Dorothy’s Candies nudges workers into technology age

by Kris B. Mamula
Premium content from Pittsburgh Business Times
Date: Friday, September 9, 2011, 6:00am EDT

Handcrafted chocolates have been a tradition at Dorothy’s Candies since founder Dorothy Gastel opened a shop in her McKeesport home in 1947.

Dorothy’s has moved to bigger quarters in White Oak, but each caramel, cherry and fudge nut center is still swirled by hand in a well of melted chocolate. This is a lot of swirling, considering the company ships 75,000 pounds of chocolate every year.

Dorothy’s approach to manufacturing has fostered an artisan pride among employees. The sales and recordkeeping system could’ve also been thought of as artisanal until about eight years ago, said Marti Gastel, co-owner.

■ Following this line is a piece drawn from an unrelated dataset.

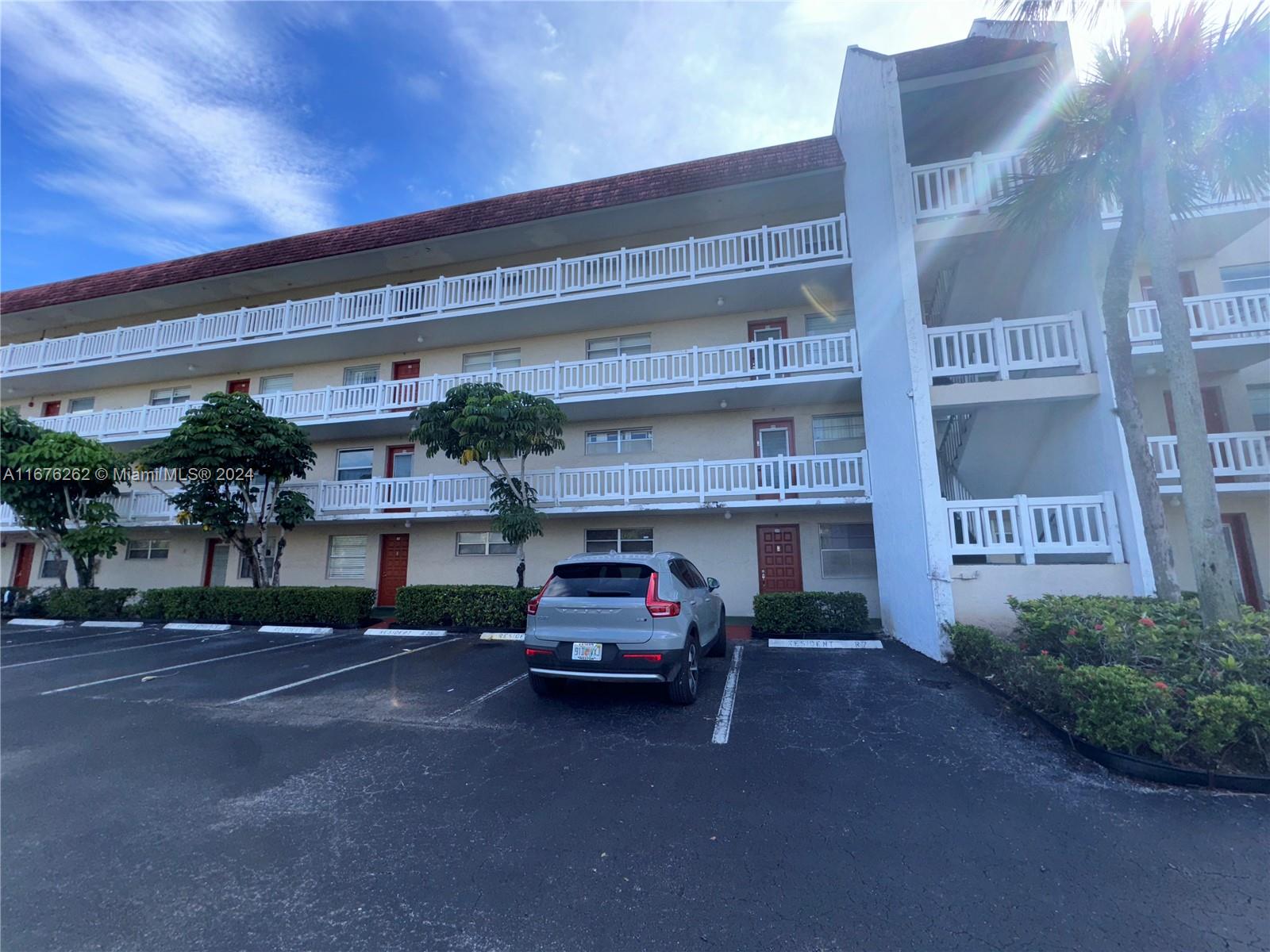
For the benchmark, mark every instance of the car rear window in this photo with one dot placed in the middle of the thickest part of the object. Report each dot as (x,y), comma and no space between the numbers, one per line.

Until around 2003, Dorothy’s had two computers, one for paying bills and typing the occasional letter, and another that tracked inventory and could ring up sales, providing the user could memorize hundreds of codes that represented the varieties of chocolates. Part of the problem was a dearth of software tailored to the needs of small businesses.

“People who didn’t know the codes were useless, which created divisions within the workforce,” Gastel said.

An intercom was used to relay special orders to the production area from the store, and customer orders were handwritten on notebook-size, four-ply books with carbon sheets. Order tracking, follow-up, inventory control — none of that was possible.

Gastel and her husband, Robert, found a computer consultant who specialized in programs for small businesses. Going digital was not a hard decision for the owners, but many employees didn’t share the enthusiasm. Some left rather than change.

“People just didn’t want to learn computers,” Gastel said. “Some people thought it threatened their jobs.”

The Gastels developed a strategy for acceptance of computerization. The effort started with a new philosophy — they called them Dorothy’s Principles — which were shared with employees, new and old.

Among the principles were ones valuing individual technical skills and the willingness to teach others. The company also identified workers who took an interest in making the change, then trained them to train others, so the gospel came from coworkers rather than supervisors.

When it came time for the big switch, Gastel had to put away the old order books to encourage use of the new system.

Dorothy’s adopted a point of sale program, and, for the first time, the company could track customer preferences and inventory. Employees began sharing an online calendar to know when jobs were due, and orders were electronically transmitted from call taker to production.

Employees often fear they will be replaced by computers, but the reality is, going digital can allow employees to do what they love most, which in this case is making chocolates, said Jim Merante, president of Monroeville-based Padgett Business Services. Dorothy’s succeeded because management was able to get the staff to understand that.

“Even the smallest advantages are critical for small businesses,” he said.

Computerization was phased in at Dorothy’s over several years, with tweaks continuing even today. But revenue rose 10 percent in recent years and labor costs fell 30 percent compared to the pre-computer days, positioning the company nicely to weather the current tough economy, Gastel said.

Dorothy’s Candies
Specialty chocolate candy manufacturer
Based: White Oak
Founded: 1947
Employees: 4 full-time; up to 40, including seasonal workers
Revenue: $1 million
Challenge: Overcoming staff resistance can be a challenge for a small company seeking to computerize sales, manufacturing and warehousing operations.
Solution: Fostering a work culture that values computer skills while identifying and encouraging employees who will champion the transition can help overcome employee resistance.